New Orleans (CNN) – As Michael Steele faces continued questions about his leadership of the Republican National Committee, Newt Gingrich is emerging as one of his most vocal defenders.
The former House speaker - who has had a friendly relationship with Steele for years and even penned the introduction to Steele's book - told Republicans to lay off the chairman earlier this week, urging them to focus instead on defeating Democrats in November.
Gingrich continued to stand up for the embattled party chairman on Thursday in New Orleans, where he was set to speak to the opening session of the Southern Republican Leadership Conference.
In an interview with CNN, Gingrich was asked if Republican donors were right to have questioned Steele's financial stewardship.
In nine of the 14 months Steele has led the RNC, the committee has spent more than it has raised.
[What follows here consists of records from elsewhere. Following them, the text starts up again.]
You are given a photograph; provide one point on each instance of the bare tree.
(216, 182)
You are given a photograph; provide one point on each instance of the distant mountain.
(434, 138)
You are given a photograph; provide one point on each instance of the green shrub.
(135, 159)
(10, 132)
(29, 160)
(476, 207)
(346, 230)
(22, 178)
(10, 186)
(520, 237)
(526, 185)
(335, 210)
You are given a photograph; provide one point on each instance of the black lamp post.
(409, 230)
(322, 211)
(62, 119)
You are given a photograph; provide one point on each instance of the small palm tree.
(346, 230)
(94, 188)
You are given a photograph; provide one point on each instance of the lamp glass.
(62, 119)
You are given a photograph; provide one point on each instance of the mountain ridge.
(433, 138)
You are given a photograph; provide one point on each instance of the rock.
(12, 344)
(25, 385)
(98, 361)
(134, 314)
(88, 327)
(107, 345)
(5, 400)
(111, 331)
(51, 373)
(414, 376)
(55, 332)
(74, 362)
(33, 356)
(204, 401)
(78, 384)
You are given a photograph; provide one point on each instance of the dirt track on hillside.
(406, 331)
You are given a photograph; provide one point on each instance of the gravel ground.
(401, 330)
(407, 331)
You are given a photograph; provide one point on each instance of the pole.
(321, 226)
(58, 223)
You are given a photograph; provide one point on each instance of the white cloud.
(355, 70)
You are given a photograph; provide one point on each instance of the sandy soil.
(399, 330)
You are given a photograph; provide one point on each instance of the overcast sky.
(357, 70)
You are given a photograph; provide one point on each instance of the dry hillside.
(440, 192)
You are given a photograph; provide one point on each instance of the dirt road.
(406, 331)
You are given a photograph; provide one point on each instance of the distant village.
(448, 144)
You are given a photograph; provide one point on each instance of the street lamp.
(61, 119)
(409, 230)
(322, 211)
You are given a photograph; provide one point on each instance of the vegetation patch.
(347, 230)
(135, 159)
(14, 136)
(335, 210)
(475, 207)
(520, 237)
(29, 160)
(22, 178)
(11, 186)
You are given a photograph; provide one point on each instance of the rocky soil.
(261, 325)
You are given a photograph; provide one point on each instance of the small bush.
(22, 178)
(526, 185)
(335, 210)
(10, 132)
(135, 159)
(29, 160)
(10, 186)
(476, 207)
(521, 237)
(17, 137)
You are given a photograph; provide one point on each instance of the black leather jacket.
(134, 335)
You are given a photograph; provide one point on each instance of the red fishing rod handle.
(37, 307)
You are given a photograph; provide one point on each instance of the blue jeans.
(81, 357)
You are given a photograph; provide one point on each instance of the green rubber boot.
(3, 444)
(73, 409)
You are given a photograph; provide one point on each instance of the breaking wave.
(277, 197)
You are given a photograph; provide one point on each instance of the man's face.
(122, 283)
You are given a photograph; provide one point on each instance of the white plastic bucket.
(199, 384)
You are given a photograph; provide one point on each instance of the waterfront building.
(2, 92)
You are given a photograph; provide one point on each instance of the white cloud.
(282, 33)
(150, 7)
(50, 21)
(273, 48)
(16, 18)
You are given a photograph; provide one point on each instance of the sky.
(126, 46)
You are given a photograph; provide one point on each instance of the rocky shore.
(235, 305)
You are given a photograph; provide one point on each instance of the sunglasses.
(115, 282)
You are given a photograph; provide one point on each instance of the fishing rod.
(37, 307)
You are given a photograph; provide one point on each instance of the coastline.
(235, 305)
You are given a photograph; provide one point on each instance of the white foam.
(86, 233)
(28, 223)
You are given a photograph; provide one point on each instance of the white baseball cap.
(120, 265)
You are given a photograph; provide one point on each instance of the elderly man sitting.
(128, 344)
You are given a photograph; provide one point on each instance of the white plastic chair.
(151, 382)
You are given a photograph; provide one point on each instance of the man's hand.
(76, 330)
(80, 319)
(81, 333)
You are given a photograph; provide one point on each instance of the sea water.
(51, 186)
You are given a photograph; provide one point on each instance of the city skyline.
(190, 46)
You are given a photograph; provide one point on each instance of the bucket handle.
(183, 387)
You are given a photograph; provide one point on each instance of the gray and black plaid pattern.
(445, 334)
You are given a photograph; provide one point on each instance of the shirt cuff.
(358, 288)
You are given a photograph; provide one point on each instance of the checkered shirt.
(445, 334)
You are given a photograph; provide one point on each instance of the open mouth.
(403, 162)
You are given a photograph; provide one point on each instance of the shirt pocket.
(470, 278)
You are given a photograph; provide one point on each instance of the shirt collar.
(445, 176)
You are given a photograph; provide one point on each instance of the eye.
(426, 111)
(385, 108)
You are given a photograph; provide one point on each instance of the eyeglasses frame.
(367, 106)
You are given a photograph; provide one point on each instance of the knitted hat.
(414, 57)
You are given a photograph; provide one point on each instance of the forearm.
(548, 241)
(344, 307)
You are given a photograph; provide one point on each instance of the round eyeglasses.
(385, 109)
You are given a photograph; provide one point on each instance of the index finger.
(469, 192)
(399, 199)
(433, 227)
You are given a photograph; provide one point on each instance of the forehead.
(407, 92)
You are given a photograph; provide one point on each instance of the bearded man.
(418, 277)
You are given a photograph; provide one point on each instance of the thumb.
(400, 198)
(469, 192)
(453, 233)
That's on top of the recent scandal involving an expenditure at a sex-themed Hollywood nightclub.
"That's just so factually false. I'm amazed that a serious reporter could ask it," Gingrich responded.
Gingrich said questions about Steele's fiscal record were "false," because the RNC had its best fundraising month in recent memory in March, banking $11.4 million.
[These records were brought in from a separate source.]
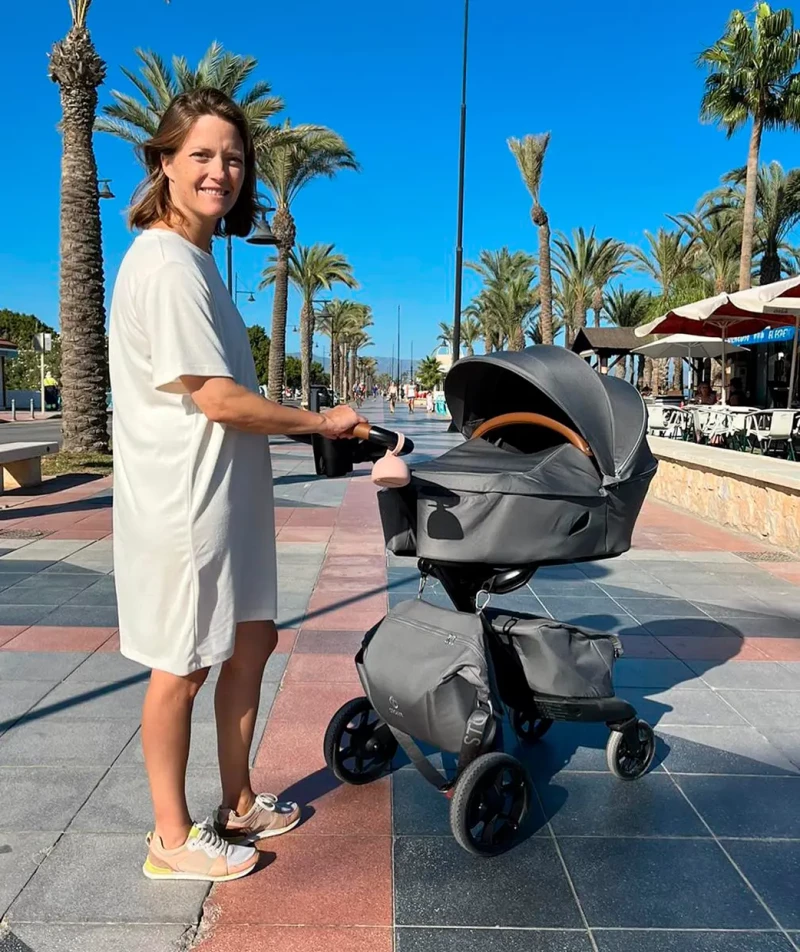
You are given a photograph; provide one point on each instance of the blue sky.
(615, 83)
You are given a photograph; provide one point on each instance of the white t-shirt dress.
(194, 534)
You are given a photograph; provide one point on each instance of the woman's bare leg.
(236, 706)
(166, 731)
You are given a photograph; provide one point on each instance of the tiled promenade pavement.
(703, 854)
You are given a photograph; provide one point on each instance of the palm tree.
(312, 269)
(336, 321)
(576, 263)
(716, 235)
(305, 153)
(445, 338)
(611, 262)
(529, 153)
(507, 298)
(136, 119)
(777, 214)
(471, 332)
(429, 372)
(78, 69)
(752, 77)
(628, 309)
(670, 257)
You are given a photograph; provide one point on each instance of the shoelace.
(208, 840)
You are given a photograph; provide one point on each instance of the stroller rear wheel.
(528, 727)
(489, 804)
(358, 745)
(628, 762)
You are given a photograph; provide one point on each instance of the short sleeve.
(180, 324)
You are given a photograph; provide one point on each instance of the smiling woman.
(194, 535)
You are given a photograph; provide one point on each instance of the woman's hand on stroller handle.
(387, 439)
(532, 419)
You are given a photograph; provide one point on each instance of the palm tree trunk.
(545, 282)
(749, 218)
(306, 331)
(284, 230)
(277, 347)
(79, 70)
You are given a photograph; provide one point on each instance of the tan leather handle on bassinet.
(532, 419)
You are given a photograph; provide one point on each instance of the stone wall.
(747, 495)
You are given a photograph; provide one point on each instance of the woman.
(194, 540)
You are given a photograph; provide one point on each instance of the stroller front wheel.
(529, 728)
(358, 746)
(625, 762)
(489, 804)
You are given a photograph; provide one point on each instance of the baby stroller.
(555, 469)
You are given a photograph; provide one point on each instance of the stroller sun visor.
(607, 412)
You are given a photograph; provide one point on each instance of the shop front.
(763, 371)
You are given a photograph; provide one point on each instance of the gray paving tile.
(761, 675)
(642, 608)
(767, 710)
(660, 884)
(101, 593)
(92, 938)
(747, 806)
(774, 870)
(75, 616)
(83, 700)
(682, 706)
(7, 579)
(20, 856)
(23, 614)
(97, 877)
(75, 743)
(649, 673)
(44, 798)
(788, 743)
(418, 810)
(121, 802)
(490, 940)
(108, 666)
(722, 750)
(437, 883)
(694, 941)
(17, 697)
(24, 566)
(39, 665)
(600, 805)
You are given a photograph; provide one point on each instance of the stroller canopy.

"They have raised over $100 million. They have $11 million in the bank with zero debt," he said. "Here's a guy who helped win New Jersey, helped win Massachusetts, helped win Virginia. They have had the biggest fundraising month in their history, and you're raising fundraising questions?"
Pressed again on the committee's spending habits - they kept just $2 million of that March fundraising total - Gingrich blamed the "elite media" for keeping the pressure on Steele.
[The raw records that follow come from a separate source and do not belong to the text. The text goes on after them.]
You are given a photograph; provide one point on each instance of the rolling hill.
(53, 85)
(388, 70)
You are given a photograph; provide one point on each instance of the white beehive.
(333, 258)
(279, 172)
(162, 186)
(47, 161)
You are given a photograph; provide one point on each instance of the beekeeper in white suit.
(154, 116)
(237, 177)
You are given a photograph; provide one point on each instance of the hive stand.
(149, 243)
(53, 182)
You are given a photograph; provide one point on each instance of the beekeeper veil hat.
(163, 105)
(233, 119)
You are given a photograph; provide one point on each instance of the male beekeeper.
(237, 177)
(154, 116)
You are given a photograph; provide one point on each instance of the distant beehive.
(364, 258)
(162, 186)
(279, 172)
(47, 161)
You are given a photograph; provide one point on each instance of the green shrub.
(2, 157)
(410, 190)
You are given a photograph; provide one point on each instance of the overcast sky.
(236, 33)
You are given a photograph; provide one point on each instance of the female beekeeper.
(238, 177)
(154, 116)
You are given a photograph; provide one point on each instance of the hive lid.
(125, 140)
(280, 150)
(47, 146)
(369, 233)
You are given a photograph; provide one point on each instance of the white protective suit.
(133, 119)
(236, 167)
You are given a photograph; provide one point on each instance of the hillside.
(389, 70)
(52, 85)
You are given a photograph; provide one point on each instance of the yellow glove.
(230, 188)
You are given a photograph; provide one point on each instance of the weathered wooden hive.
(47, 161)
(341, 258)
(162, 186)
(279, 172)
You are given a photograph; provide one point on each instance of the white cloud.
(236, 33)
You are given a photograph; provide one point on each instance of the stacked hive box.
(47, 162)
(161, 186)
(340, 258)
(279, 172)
"Go ask the DNC to release all their records, go ask the DNC to be accountable, go ask the DNC to where they spend their money," he said. (The DNC has released all their records: Both party committees publicly file their financial records every month, as is legally required.)
"I think it's better for Republicans to be unified and to focus on Pelosi, Reid and Obama rather than allow ourselves to be split by what I think are largely fundamentally inaccurate reports," Gingrich said.